Zim clearly has the ability to destroy Earth, but he doesn't seem to be able to utilize it properly. For instance, when he is accidentally sent a Megadoomer robot, he decides to use it to kill Dib, when the robot obviously has the destructive power to do better things.

Although Zim often states he wishes to enslave Earth, it seems unlikely that he would actually want to rule it. In Attack of the Saucer Morons, Zim gains a troupe of humans who would be willing to do his bidding. Zim, however, panics, and tries to escape from them, believing that they are trying to capture him for dissection and study. In the Nickelodeon Magazine Special, in which Zim finally takes over the world, he doesn't stay to rule for very long, instead leaving Earth forever (along with Dib, GIR and Minimoose) to ride alien bunny rabbits and drink soda. In an interview with Animation World Magazine, Jhonen Vasquez has confessed that the Irkens would really have no desire to enslave the humans, and would much more likely exterminate all Earthly life in order to use the space to build another parking structure planet.

Zim shows no remorse for people that are harmed due to his actions and almost never takes responsibility for his mistakes, priding himself on causing destruction in the name of the Irken Armada, even when said destruction is aimed towards other Irkens (as Zim responded about his destruction of Irk, "... But I blew up more than all the other Invaders!" with Tallest Red responding "You BLEW UP all the other Invaders!").

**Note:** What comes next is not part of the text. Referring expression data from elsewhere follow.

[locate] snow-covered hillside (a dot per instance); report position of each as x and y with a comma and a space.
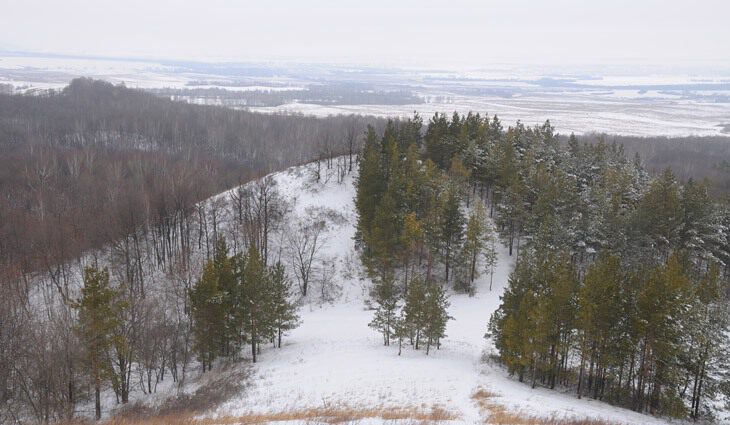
334, 360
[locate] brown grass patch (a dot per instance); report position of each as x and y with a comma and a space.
334, 415
497, 414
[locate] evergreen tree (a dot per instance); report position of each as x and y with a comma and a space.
258, 297
451, 227
386, 296
99, 312
474, 241
414, 315
284, 311
435, 311
208, 315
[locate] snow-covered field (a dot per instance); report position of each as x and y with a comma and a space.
639, 102
334, 359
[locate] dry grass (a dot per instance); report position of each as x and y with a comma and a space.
335, 415
497, 414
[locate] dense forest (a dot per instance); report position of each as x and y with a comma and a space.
111, 264
119, 268
621, 283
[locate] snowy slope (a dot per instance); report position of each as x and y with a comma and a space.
334, 359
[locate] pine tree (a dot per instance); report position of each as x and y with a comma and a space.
371, 185
411, 240
385, 295
435, 311
474, 242
258, 326
414, 311
284, 311
99, 314
208, 315
490, 252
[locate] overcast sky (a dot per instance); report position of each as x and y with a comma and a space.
455, 33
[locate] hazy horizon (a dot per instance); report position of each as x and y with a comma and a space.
463, 34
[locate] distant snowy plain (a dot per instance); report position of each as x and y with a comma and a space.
640, 102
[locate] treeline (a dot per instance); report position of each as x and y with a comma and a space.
121, 322
620, 288
330, 94
413, 229
103, 176
236, 300
689, 157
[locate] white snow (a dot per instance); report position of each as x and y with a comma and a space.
334, 359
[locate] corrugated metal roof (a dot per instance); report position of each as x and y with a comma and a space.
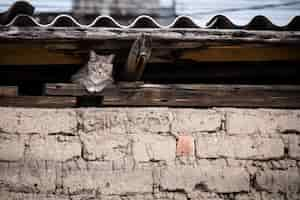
17, 17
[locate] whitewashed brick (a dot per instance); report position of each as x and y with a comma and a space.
154, 147
54, 148
279, 181
109, 182
11, 147
255, 148
187, 121
212, 179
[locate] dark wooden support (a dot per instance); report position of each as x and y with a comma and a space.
188, 95
139, 55
38, 101
8, 91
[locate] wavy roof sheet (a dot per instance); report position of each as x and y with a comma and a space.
17, 17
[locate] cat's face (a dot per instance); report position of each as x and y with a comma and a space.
101, 64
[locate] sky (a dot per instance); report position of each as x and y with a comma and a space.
239, 11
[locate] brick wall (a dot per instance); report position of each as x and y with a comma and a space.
149, 153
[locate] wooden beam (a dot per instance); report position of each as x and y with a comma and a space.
188, 95
38, 101
34, 54
237, 53
8, 91
166, 36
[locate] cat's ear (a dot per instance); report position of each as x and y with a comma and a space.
110, 58
93, 55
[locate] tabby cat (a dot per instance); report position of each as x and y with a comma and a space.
96, 74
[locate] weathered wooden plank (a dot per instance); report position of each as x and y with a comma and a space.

More or less he considers everyone else but himself (even members of his own race) expendable for his goals. For example, in Hobo 13, Zim needlessly sent the soldiers under his command to their deaths when other, more effective methods could have been taken (even using his last surviving soldier as a battering ram), causing the drill sergeant to fail him automatically despite the fact that Zim manages to survive the obstacle course. He does, however, show rare ability to empathize with others: in the episode Walk of Doom, after seemingly reducing GIR to tears with a harsh reprimand (Though it was really because GIR missed the cupcake he had just eaten), Zim appears remorseful and quickly forgives the robot.